WAIVER OF LIABILITY AND RELEASE I, (Name on registration form), understand that the class/audit/coaching/taping that I am participating in with Deb Podowski Acting Studio whether it be live or online can be both emotionally, mentally and physically demanding and I acknowledge that there can be many risks including: illness, bodily harm, etc associated with participation in the class/audit/coaching/taping and I hereby release, discharge and hold harmless Debra Podowski, and Kaaren de Zilva operating as Deb Podowski Acting Studio acting class(es) or their affiliates, agents, directors, officers, employees, or other persons or entities affiliated with Deb Podowski Acting Studio of and from all manner of claims, actions, losses, costs, liabilities, damages and lawsuits of any kind or relating to or arising from my participation in the class/audit/coaching/taping, now and in the future, whether it be in studio or online.
I also understand that the content from scenes in class (whether it be live or online) may vary and if I am uncomfortable with its content, wording, theme, etc, I have the option and opportunity to speak privately and freely with my instructor and choose a different scene to perform.
If I audit a class, I am also aware that there may be content which may make me feel uncomfortable and I am allowed to leave my audit session before the 90 minute audit time frame period expires, if this is the case.
I also understand that I am free to withdraw my participation in the classes offered or sponsored by Deb Podowski Acting Studio at any time.
I am not aware of any medical condition that would affect my ability to participate in online or live, in studio classes offered at Deb Podowski Acting Studio, nor am I aware of any medical condition that would affect my ability to audit a class or take a coaching or a taping session offered at Deb Podowski Acting Studio. I agree to exercise all necessary caution during the class/audit/coaching/taping. If I have any concerns about my medical condition, I also agree to consult with my physician before participating in any classes offered or sponsored by Deb Podowski Acting Studio. I also agree to inform Deb Podowski Acting Studio of any significant aspects of my physical or emotional condition or medical history that might increase the risk to myself or to others.

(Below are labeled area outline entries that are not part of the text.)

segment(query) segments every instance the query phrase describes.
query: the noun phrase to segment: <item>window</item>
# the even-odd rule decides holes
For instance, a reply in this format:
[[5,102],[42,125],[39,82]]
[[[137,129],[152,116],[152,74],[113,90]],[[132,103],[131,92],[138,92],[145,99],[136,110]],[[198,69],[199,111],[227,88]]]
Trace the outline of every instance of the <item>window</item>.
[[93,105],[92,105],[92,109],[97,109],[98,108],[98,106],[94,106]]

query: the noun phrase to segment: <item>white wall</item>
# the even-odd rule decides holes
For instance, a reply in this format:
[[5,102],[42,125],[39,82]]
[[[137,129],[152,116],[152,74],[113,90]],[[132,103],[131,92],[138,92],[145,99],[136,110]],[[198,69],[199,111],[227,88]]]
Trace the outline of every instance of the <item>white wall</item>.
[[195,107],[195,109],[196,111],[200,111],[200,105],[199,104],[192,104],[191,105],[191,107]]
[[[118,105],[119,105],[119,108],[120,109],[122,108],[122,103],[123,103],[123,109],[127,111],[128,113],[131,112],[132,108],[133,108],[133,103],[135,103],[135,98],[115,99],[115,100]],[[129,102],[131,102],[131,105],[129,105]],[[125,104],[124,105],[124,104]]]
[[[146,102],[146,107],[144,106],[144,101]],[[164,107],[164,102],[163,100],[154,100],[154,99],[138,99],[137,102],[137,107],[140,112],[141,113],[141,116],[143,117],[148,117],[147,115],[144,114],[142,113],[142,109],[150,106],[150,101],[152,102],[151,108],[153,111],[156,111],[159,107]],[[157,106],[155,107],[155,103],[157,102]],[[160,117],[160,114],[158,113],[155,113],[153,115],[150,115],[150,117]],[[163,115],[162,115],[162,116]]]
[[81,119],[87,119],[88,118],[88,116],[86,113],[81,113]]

I agree that Deb Podowski Acting Studio has the right to terminate a student’s participation in class for inappropriate, abusive, disruptive or otherwise harmful behaviour to the Deb Podowski Acting Studio, the Deb Podowski Acting Studio community, its faculty, and/or its students.
I also give Deb Podowski Acting Studio authority and permission to use reuse and publish images of me for promotional purposes including photographs, documents, video taping and/or recording of my performance(s) and/or participation in the class/audit/coaching/taping.
I agree that my participation and or attendance is voluntarily and if I miss a class(es) I will not be compensated for this in any way; there are no refunds or deferrals.
I have had sufficient opportunity to read this entire document. I have read and understood it, and I agree to be bound by its terms.